Background Finite nucleos(t)ide analogue (NUC) therapy is an emerging treatment strategy in selected patients with chronic hepatitis B (CHB). We evaluated the feasibility, efficacy, and safety of NUC discontinuation in non-cirrhotic patients fulfilling the Asian Pacific Association for the Study of the Liver (APASL) stopping criteria. Methods We retrospectively analysed data from a tertiary gastroenterology clinic (January 2021-December 2024). Consecutive non-cirrhotic CHB patients meeting APASL criteria were included: hepatitis B e-antigen (HBeAg)-positive with stable HBeAg seroconversion and undetectable hepatitis B virus (HBV) DNA ≥12 months (preferably ≥3 years), or HBeAg-negative with ≥2 years of therapy and undetectable HBV DNA on three occasions, six months apart. Exclusion criteria were significant alcohol intake, viral coinfections, extrahepatic HBV disease, personal or family hepatocellular carcinoma (HCC) history, cirrhosis by imaging or elastography, or unwillingness to discontinue therapy. Patients were monitored for two years with clinical assessment, alanine aminotransferase (ALT), and HBV DNA. Retreatment was predefined upon virological or biochemical relapse. Results Twenty-nine patients were included (HBeAg-positive, 15; HBeAg-negative, 14).

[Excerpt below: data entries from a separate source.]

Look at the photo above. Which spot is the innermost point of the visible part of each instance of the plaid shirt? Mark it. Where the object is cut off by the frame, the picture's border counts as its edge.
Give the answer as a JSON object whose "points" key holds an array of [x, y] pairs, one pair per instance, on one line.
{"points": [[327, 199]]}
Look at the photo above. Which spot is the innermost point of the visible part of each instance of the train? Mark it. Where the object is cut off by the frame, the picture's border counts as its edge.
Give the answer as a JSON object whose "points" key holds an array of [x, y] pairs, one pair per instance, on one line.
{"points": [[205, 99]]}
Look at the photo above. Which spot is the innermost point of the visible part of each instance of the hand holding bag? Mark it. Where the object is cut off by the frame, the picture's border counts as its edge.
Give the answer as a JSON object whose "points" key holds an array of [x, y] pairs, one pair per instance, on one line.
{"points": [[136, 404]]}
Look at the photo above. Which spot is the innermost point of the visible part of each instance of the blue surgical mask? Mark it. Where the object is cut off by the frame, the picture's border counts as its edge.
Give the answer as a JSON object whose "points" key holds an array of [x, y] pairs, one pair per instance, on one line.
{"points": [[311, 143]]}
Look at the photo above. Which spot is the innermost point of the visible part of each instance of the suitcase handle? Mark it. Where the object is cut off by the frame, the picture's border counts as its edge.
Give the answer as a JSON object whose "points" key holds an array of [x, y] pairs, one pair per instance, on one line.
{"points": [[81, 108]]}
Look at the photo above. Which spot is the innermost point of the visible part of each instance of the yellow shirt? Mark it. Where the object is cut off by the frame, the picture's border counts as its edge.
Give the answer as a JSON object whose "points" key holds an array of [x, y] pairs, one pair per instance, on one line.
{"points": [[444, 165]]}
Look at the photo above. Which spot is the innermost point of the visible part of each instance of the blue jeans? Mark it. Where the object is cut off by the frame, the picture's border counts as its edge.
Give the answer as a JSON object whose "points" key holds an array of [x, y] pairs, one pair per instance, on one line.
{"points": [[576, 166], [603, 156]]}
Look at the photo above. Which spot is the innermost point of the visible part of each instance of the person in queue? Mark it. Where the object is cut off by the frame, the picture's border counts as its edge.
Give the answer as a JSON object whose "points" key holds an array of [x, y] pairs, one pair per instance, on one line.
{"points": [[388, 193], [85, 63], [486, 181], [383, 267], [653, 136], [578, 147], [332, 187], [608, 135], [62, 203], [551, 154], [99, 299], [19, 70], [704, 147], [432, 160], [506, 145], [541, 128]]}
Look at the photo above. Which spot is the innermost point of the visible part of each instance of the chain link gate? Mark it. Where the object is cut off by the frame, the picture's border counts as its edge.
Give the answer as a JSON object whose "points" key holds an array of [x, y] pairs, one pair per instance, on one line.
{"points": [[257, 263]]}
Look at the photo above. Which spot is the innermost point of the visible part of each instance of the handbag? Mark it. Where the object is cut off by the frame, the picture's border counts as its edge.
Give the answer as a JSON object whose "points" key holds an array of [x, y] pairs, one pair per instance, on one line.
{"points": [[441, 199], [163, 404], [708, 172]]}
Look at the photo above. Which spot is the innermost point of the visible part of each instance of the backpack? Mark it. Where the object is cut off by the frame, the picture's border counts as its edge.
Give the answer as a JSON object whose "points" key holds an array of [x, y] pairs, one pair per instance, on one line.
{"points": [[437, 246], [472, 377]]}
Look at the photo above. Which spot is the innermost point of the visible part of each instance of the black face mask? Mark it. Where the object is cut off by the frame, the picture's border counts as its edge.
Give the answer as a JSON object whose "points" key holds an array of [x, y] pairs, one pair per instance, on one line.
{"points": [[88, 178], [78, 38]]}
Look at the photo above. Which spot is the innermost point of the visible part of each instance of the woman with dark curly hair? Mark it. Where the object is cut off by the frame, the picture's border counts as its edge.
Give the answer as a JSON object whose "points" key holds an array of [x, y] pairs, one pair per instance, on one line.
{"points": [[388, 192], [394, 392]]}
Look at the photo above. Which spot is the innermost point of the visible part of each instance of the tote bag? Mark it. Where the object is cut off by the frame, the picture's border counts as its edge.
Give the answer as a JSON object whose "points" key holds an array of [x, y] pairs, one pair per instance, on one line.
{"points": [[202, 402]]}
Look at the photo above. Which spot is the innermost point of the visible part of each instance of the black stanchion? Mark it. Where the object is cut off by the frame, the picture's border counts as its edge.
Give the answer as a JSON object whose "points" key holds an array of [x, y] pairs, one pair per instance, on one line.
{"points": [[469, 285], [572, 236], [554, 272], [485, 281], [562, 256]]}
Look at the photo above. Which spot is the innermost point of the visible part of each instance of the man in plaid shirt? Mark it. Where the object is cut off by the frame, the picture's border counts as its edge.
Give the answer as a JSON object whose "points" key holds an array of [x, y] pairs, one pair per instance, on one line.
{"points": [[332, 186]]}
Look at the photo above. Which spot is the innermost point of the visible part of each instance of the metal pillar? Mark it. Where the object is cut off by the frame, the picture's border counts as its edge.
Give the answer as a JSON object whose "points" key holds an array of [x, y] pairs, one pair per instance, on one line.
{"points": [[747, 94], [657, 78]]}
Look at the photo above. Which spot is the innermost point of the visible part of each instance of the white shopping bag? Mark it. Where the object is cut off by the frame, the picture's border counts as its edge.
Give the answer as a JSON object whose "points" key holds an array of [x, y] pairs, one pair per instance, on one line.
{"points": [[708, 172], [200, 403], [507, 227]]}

At three months, virological relapse occurred in 14/29 (48.3%) patients, more frequently in HBeAg-positive than in HBeAg-negative patients (10/15 (66.7%) vs 4/14 (28.6%); p = 0.047). No significant difference in virological relapse was observed between patients receiving tenofovir and those receiving entecavir (ETV) (5/15 (33.28%) vs 9/14 (64.28%); p = 0.09). All relapsed patients restarted the same NUC and achieved complete viral suppression within two years. Sustained off-therapy remission was observed in 15/29 (51.7%), more common in HBeAg-negative than HBeAg-positive patients (10/14 (71.4%) vs 5/15 (33.3%); p = 0.049). No flare, hepatic decompensation, antiviral non-response, or deaths occurred. Conclusions Finite NUC therapy was feasible and safe in non-cirrhotic CHB patients meeting APASL criteria. Sustained remission was maintained in half of the patients, supporting finite therapy with early monitoring and clear retreatment thresholds. However, larger multicentre studies are needed to validate these findings.